MARGE VEEDER, International Falls, Minn.
Not only do you not rank Syracuse, but you also don't even choose the Orange to make the NCAA tournament (Scouting Reports, Nov. 20). History has taught us that coach Jim Boeheim does his best work when expectations are low, as in 1995-96 when an unheralded Syracuse team went to the Final Four. The Orange has a team that can shoot and, as always, plays tenacious zone D. If its early-season victory against No. 21 DePaul is any indication, this will be another successful season for Syracuse.
JEFF LESSERSON, New York City
Dayton not in your top 65? In March when you have to eat crow, write me for a recipe.
THOMAS J. WEHRMAN, Chickasaw, Ohio
No Pain, No Gain
As someone who has played for Jim Calhoun and has known him for 30 years, I can understand why some of the Big East players you polled for your college basketball preview issue think he is too demanding (Nov. 20). However, those players should ask themselves one question: Has your coach ever won a national championship?

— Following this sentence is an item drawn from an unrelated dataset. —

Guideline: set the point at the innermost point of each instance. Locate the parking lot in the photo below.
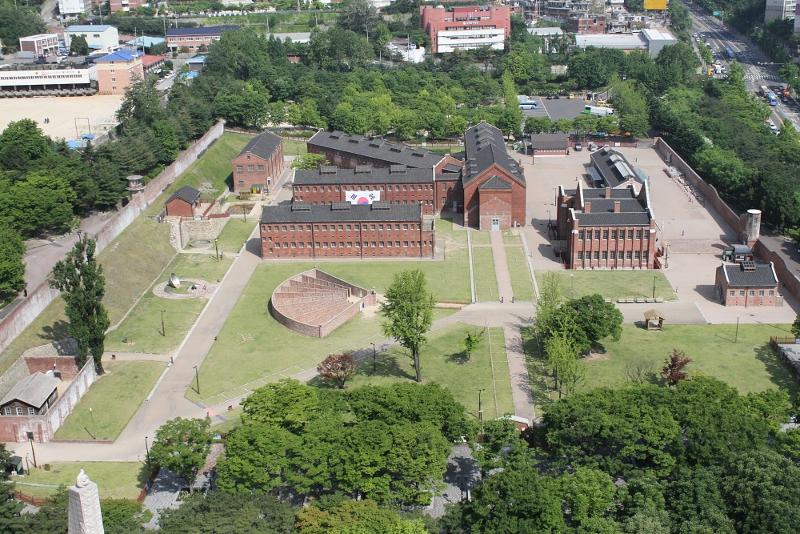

BILL LITTLETON, Worcester, Mass.
Cause and Effect
Your SCORECARD item headlined Who Needs the Tour? (Nov. 20) showed that an excellent athlete can go from "I want to be a member of the club" to "to hell with them" when the big bucks start rolling in. You said, "[ Tiger Woods is] the reason pro golf has boomed." You never mentioned that golf is the reason Tiger's bank account has boomed.
MIKE FRAUENDORFF, Chicago Ridge, Ill.